Kemarin saya menerima telepon dari Pak Jokowi, mengundang saya untuk membantu dalam perjalanan ke depan. Begitu juga dengan Pak Jusuf Kalla, beliau juga menelpon dan menyampaikan undangan yang sama. Sebagai warga negara dan sebagai kawan baik mereka, saya harus menjawab dan menentukan sikap. Di sini kemudian saya melihat kembali pikiran dan kegiaatan yang selama ini kita sama-sama jalankan.

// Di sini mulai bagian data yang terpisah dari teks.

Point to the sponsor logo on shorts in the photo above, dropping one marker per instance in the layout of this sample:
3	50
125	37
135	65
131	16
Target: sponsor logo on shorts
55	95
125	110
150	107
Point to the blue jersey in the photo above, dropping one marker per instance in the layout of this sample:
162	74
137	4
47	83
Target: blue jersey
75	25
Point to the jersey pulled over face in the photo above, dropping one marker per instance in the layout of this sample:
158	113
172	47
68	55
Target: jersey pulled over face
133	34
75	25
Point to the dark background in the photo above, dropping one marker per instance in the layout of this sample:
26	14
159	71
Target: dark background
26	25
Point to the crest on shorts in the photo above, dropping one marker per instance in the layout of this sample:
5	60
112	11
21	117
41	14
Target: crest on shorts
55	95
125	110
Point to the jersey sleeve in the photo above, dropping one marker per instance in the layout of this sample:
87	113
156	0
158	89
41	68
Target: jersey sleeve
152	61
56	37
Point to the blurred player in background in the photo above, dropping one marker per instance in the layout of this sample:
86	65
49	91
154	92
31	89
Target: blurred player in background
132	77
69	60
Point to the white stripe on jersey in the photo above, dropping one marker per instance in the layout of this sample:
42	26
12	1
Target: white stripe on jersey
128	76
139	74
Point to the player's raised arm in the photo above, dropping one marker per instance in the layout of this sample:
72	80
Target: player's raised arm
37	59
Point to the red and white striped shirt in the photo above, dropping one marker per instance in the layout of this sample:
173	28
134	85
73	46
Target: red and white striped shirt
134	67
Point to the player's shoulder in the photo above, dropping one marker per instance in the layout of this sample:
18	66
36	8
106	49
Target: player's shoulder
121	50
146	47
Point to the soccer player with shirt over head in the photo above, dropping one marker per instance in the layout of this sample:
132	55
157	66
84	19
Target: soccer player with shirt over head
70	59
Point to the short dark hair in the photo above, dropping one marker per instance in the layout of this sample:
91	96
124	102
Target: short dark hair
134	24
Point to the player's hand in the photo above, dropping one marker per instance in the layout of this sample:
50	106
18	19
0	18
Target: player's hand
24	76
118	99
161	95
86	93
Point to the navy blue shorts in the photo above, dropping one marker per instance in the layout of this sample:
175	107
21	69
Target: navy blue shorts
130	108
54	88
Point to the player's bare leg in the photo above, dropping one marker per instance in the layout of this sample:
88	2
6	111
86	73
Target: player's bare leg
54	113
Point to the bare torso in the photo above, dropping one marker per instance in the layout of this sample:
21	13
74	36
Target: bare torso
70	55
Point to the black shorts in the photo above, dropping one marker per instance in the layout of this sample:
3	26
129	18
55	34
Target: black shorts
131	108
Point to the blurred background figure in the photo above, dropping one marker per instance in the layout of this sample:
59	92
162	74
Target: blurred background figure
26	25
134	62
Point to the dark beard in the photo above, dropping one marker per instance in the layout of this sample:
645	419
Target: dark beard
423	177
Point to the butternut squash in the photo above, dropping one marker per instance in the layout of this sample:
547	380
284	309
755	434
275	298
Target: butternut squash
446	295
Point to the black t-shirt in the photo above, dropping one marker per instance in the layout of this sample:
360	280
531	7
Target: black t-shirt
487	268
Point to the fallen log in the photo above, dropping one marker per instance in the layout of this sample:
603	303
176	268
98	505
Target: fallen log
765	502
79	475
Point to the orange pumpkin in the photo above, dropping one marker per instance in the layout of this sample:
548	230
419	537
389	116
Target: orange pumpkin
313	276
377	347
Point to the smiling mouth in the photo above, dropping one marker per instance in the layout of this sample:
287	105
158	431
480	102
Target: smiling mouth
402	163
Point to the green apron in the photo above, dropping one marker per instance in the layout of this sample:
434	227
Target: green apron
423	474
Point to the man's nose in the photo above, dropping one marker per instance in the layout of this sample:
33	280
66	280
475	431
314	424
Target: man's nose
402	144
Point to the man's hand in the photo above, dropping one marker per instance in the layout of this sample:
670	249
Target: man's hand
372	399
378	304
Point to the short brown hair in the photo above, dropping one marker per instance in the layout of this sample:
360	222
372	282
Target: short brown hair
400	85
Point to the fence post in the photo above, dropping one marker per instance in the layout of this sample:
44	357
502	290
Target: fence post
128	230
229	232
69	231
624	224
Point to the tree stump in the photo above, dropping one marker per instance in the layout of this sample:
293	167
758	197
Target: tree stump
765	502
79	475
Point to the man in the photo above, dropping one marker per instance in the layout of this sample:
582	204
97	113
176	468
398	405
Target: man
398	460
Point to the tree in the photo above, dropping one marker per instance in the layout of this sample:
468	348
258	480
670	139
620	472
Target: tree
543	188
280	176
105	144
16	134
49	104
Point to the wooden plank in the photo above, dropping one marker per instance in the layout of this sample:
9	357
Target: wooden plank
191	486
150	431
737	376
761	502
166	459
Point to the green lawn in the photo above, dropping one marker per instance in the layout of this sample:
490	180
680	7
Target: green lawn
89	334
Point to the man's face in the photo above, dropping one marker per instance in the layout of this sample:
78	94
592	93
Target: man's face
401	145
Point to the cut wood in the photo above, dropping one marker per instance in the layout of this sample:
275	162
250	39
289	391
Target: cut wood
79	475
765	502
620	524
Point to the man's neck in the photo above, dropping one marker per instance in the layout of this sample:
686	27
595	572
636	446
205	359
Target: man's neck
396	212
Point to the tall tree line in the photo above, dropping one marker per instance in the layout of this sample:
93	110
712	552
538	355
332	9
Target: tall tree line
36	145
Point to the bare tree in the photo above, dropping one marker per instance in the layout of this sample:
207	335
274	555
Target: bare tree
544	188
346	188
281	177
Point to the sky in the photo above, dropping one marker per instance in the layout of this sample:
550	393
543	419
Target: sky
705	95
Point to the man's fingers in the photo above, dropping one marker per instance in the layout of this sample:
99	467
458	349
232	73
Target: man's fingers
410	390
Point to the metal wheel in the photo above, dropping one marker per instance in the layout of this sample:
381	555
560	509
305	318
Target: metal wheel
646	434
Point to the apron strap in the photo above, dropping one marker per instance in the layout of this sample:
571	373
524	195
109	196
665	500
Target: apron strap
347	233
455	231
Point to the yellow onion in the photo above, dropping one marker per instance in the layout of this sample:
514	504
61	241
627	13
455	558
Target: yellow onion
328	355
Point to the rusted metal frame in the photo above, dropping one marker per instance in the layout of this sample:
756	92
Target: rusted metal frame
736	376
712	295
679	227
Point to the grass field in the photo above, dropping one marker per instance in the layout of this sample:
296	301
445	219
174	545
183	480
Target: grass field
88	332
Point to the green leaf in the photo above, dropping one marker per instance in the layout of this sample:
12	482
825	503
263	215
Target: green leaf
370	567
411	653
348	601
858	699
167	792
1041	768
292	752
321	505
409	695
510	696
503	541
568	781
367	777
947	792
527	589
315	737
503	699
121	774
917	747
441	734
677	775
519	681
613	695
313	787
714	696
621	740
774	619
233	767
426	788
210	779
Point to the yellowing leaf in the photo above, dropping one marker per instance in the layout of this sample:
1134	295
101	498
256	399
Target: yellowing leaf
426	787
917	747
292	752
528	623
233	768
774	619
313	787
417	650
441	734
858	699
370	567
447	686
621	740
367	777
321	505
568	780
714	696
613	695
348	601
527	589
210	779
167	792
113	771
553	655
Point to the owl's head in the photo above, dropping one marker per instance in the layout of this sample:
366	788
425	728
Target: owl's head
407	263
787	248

Sebagaimana yang sering saya sampaikan dalam dialog dan diskusi di Turun Tangan. Kita harus mendorong orang baik agar bersedia memasuki arena politik dan mendorong agar kita semua bersedia membantu agar mereka bisa mendapatkan otoritas untuk mengelola negara ini.

Saya sadar sekali bahwa kita bukan sedang mencari manusia sempurna. Jadi, jangan berharap akan hadir figur sempurna. Dalam pemilihan presiden ini kita akan menentukan pada siapa otoritas negeri ini akan dititipkan. Di Indonesia ada banyak pemimpin. Kitapun bisa memilih pemimpin kapan saja tapi pergantian pemegang otoritas negeri ini hanya berlangsung sekali dalam 5 tahun. Pertanyaan yang tiap kita harus jawab adalah pada pemimpin yang mana otoritas itu akan diberikan? Otoritas untuk mengatasnamakan kita selama 5 tahun ke depan, untuk mengelola uang pajak kita, untuk menentukan arah perjalanan pemerintahan dan sebagainya.

Saat ini bangsa Indonesia dihadapkan pada dua pilihan pasangan calon pemegang otoritas: Jokowi-JK dan Prabowo-Hatta. Itu adalah fakta. Pada pasangan mana otoritas akan kita titipkan?

Seperti saya tulis dalam email sebelumnya, perjuangan kita di Gerakan Turun Tangan bukan membawa cita-cita untuk meraih otoritas. Kita membawa misi untuk dijalankan karena itu kita memerlukan otoritas. Kita membawa misi agar kebijakan yang dihasilkan oleh proses politik ini adalah kebijakan yang berfokus pada kualitas manusia berdaulat yang sehat, terdidik dan makmur dalam sebuah masyarakat yang berkepastian hukum. Indonesia yang berkeadilan sosial. Itu misi kita.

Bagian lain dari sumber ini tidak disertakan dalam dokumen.